DOWNTOWN BRENHAM COULD LOSE HISTORIC BUILDING
Downtown Brenham is in danger of losing an historic building to demolition.
Sitting at the east end of Commerce Street, the old St. Anthony Laundry Building was built around 1880. It is on one of the oldest buildings remaining in downtown Brenham, and an application has been made for listing in the National Register of Historic Places. After years of being open to the weather through holes where windows used to be, the roof gave way. Now the owners of the two-story building, Kent Brownell and Mary Corona, are seeking bids to have it torn down.
Erik Smith, Manager of Development Services for the City of Brenham, says he has been in contact with the owners about how to make the Laundry Building safe. The City has offered a structural engineer’s report by Gessner Engineering which describes what needs to be done to secure and weatherproof the building. But it appears Brownell and Corona are moving forward with plans for its demolition.

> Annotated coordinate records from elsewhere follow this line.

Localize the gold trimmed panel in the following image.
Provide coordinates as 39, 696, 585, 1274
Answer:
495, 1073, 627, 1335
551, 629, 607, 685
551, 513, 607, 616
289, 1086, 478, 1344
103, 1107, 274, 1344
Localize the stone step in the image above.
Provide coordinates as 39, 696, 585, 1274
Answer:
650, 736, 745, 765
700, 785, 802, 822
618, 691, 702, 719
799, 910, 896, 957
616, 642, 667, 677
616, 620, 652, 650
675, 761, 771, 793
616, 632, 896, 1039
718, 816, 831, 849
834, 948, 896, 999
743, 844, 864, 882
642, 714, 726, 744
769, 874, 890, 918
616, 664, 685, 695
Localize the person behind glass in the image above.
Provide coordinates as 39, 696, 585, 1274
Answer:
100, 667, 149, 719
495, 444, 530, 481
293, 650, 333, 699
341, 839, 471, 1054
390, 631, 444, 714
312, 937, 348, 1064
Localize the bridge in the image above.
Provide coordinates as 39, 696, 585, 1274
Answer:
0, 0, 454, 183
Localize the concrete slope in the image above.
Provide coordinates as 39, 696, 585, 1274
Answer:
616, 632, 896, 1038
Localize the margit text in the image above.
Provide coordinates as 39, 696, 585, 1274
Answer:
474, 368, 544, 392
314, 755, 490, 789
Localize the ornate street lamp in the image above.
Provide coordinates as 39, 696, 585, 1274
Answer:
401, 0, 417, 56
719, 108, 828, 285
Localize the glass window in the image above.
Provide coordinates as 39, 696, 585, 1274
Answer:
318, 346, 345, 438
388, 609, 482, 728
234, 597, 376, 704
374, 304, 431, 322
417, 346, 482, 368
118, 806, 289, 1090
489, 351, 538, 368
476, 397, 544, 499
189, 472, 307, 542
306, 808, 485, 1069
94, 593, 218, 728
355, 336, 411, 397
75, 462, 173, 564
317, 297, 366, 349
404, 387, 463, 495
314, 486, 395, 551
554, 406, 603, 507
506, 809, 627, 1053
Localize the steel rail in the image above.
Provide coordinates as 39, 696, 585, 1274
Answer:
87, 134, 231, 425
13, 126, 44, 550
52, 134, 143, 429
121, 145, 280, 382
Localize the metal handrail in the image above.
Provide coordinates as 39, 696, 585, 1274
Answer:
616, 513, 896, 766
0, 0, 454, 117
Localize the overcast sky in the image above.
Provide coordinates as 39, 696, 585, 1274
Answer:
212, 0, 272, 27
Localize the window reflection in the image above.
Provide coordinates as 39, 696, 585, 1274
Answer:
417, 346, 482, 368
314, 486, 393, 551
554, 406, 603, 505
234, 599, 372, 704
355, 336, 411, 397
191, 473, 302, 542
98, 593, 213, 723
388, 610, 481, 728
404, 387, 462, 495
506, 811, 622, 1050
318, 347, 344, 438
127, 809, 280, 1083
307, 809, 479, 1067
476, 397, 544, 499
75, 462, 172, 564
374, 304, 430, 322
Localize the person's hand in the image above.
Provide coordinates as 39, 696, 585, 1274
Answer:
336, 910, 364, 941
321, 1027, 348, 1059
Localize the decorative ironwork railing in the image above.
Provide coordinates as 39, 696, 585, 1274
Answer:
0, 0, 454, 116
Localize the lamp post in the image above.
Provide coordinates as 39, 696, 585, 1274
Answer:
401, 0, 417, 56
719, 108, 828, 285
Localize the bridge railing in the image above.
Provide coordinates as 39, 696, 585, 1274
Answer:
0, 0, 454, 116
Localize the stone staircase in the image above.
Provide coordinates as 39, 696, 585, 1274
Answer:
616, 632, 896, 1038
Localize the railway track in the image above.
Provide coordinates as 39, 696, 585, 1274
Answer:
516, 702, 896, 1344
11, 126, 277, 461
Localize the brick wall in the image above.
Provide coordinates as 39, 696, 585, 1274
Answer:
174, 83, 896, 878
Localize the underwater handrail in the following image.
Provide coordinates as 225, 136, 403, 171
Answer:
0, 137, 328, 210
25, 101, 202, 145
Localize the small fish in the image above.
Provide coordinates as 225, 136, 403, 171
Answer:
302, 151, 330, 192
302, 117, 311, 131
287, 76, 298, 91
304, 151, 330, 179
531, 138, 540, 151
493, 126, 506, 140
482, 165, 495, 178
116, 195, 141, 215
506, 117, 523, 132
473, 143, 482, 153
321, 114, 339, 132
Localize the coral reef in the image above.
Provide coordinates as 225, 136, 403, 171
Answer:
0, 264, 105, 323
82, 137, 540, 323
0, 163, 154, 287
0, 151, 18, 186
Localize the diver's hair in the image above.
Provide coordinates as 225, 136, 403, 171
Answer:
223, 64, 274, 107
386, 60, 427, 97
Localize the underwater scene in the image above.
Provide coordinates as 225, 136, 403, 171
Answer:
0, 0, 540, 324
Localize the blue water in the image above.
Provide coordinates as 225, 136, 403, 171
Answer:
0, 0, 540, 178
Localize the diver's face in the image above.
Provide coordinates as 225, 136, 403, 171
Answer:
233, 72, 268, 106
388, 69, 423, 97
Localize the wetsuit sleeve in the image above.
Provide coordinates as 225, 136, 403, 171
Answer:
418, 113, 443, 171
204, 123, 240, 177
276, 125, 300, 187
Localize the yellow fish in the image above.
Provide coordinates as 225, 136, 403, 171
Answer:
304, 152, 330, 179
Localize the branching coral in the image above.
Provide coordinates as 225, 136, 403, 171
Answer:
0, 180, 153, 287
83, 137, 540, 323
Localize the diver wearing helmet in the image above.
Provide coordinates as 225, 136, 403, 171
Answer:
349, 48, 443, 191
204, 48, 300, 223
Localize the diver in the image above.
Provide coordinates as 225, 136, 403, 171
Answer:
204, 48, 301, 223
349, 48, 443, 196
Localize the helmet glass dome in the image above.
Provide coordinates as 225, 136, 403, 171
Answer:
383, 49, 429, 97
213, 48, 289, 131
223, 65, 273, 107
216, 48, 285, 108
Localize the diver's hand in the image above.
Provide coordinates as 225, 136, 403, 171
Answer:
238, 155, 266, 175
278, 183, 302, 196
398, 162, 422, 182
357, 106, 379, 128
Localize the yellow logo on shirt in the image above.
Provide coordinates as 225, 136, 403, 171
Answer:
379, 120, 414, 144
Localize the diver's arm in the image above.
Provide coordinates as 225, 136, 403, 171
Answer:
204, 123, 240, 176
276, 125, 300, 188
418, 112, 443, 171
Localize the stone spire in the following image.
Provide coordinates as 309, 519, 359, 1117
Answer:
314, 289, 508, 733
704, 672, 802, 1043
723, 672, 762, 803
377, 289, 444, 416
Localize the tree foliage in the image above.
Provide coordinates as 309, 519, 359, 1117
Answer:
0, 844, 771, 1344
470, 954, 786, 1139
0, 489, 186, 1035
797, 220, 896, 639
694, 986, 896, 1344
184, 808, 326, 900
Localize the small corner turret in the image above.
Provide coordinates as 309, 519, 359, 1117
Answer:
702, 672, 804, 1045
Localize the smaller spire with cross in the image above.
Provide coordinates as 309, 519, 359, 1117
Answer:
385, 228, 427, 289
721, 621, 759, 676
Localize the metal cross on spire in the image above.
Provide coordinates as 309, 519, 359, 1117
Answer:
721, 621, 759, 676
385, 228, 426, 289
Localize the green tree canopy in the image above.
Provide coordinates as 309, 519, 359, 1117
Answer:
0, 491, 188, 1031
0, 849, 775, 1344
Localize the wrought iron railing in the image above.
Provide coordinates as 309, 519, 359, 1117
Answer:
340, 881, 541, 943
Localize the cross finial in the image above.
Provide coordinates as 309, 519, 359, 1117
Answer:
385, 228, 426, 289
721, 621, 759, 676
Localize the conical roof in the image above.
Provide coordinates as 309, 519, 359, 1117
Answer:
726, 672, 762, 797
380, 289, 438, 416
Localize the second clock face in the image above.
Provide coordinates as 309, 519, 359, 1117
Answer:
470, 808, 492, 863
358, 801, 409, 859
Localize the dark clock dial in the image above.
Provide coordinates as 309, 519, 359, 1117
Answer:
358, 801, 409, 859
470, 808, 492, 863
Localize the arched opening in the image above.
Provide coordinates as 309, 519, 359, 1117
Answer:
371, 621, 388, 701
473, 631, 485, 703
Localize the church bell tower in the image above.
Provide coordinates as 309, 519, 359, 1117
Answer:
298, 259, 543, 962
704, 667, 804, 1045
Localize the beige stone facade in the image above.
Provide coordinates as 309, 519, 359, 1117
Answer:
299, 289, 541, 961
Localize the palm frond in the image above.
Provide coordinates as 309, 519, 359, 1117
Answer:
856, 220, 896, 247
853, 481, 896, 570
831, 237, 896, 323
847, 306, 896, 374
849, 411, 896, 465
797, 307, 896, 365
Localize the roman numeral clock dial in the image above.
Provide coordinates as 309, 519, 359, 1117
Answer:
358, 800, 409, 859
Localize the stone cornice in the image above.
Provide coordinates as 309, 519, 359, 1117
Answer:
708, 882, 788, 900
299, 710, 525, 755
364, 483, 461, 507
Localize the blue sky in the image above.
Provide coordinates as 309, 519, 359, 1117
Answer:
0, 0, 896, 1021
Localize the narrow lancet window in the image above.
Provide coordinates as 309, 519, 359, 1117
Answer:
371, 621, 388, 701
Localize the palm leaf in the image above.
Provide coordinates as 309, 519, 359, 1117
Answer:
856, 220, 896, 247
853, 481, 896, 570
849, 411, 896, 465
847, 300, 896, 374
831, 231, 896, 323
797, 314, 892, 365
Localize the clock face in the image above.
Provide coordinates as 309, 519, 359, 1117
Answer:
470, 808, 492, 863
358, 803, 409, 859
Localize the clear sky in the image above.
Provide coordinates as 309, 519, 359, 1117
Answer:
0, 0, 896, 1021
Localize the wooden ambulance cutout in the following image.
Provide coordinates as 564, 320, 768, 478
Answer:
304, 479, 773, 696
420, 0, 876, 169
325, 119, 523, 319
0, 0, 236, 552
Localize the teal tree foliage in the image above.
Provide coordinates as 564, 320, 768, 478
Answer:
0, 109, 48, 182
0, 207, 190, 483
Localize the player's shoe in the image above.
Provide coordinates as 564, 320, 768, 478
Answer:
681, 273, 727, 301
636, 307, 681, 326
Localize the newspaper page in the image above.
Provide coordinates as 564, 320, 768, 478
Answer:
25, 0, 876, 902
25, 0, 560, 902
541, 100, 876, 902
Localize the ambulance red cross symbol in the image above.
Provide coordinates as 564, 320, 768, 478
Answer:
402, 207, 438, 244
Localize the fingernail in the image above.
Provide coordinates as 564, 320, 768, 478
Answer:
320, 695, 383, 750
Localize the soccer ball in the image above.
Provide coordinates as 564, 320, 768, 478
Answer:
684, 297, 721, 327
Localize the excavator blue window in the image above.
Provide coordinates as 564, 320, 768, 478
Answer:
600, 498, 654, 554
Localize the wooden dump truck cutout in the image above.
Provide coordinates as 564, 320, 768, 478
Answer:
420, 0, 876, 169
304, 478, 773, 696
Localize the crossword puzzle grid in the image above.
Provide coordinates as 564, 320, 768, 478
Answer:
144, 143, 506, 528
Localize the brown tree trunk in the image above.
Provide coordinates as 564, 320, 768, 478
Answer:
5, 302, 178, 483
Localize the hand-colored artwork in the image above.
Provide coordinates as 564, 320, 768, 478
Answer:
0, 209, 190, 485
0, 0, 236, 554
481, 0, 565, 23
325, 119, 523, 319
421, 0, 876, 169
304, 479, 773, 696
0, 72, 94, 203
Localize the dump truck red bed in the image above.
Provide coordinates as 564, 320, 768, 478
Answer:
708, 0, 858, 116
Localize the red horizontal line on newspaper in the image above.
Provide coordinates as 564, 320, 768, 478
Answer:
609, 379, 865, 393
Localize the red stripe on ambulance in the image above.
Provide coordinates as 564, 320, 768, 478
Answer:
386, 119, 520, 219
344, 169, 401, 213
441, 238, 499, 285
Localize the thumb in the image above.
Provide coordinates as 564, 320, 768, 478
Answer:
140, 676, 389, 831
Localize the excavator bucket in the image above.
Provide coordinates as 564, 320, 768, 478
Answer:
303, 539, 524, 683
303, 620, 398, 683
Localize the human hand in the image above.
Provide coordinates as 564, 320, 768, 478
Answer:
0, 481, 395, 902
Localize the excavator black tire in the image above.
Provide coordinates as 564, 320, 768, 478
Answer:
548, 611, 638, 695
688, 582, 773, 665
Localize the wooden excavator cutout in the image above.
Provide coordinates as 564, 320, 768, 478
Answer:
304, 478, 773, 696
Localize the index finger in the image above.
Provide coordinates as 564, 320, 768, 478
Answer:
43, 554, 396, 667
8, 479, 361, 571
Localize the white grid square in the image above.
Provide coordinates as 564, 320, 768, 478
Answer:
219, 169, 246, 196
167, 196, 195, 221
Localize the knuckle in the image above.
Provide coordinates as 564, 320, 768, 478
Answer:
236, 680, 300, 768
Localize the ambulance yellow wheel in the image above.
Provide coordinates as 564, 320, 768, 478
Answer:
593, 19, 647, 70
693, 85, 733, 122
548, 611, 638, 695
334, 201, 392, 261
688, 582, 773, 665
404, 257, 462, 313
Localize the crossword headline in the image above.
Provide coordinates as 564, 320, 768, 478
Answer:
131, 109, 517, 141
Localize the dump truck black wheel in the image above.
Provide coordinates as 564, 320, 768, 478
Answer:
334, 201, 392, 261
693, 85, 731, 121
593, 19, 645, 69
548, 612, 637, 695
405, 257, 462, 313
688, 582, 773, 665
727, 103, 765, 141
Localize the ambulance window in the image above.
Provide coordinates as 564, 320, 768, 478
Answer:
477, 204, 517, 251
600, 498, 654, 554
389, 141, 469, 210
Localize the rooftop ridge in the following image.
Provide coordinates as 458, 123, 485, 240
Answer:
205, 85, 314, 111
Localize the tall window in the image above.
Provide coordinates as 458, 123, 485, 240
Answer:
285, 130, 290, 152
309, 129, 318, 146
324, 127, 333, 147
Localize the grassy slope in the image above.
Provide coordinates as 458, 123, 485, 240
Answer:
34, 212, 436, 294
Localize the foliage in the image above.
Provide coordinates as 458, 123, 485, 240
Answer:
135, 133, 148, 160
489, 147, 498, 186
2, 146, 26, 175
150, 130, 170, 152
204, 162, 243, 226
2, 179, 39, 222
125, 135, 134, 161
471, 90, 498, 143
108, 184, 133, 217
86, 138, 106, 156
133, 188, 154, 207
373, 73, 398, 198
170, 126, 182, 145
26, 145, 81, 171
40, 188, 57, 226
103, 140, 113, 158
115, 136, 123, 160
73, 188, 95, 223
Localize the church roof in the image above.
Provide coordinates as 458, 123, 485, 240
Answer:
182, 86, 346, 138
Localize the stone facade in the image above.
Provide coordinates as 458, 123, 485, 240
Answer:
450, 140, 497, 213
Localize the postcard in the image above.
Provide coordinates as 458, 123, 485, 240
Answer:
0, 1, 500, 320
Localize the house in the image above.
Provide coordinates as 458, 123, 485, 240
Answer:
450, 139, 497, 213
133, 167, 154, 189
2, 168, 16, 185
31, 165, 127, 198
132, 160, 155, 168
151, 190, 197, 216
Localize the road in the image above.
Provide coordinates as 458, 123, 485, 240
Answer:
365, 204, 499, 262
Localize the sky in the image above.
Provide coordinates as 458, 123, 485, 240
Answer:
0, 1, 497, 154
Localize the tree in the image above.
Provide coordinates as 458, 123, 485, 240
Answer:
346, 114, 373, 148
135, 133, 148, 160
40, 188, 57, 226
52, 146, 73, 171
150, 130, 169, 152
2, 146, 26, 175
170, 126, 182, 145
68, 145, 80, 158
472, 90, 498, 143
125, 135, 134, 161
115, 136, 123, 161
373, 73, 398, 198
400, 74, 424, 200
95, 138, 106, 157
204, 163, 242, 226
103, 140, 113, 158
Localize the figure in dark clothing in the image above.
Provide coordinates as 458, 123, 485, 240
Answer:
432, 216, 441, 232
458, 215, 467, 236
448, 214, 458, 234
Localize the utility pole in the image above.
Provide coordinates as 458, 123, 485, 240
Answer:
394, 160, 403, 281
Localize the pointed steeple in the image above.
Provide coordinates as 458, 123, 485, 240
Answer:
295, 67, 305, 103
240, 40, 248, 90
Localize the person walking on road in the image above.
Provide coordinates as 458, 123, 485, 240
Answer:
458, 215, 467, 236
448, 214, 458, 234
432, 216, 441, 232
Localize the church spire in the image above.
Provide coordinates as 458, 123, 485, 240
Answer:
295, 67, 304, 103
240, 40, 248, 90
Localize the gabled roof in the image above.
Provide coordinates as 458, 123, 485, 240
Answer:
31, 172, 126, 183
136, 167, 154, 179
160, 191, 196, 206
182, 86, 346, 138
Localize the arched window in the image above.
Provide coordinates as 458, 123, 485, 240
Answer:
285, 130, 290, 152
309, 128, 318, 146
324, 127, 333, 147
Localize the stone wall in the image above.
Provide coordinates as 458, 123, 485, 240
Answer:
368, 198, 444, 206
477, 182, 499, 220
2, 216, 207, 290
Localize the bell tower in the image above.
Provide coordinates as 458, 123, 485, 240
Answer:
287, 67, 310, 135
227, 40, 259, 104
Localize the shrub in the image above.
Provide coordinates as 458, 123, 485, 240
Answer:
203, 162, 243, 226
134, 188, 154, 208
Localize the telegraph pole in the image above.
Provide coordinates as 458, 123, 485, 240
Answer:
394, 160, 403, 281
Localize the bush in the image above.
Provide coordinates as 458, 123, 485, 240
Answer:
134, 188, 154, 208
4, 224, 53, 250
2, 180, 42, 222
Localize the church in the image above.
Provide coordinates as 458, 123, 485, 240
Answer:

While the application with the National Register gives the historic name as the Brenham Pulp Factory, most people remember it as the Laundry Building. In the 1900’s, it served as the laundry for the historic St. Anthony Hotel, which stood at the corner of Main and Market Streets. Later it was operated as Fabric Care Service, owned by the Sanders family until 2005.
In July of 2014 the Brenham City Council authorized the City Attorney to pursue all available legal remedies against the owners, to require them to bring the building up to code. Although the exterior of the building had been painted, it remained vulnerable to the weather with missing windows and doors, and openings in the roof. Now, two years later, the Laundry Building has been designated an “unsafe structure” and is scheduled to be discussed by Brenham’s Building Standards Commission on September 7th.
Doug Price, Executive Director of the Brenham Heritage Museum, is still hopeful that something can be done to save the historic building from destruction. Price says the Laundry Building is a visible historic structure that completes the historic perspective of Commerce Street. Without it, he says, the view is ruined and the historic quality of a large part of downtown is spoiled.
Other Texas cities have passed historic preservation ordinances which prevent owners from tearing down historic buildings. The City of Brenham, however, has not passed such an ordinance.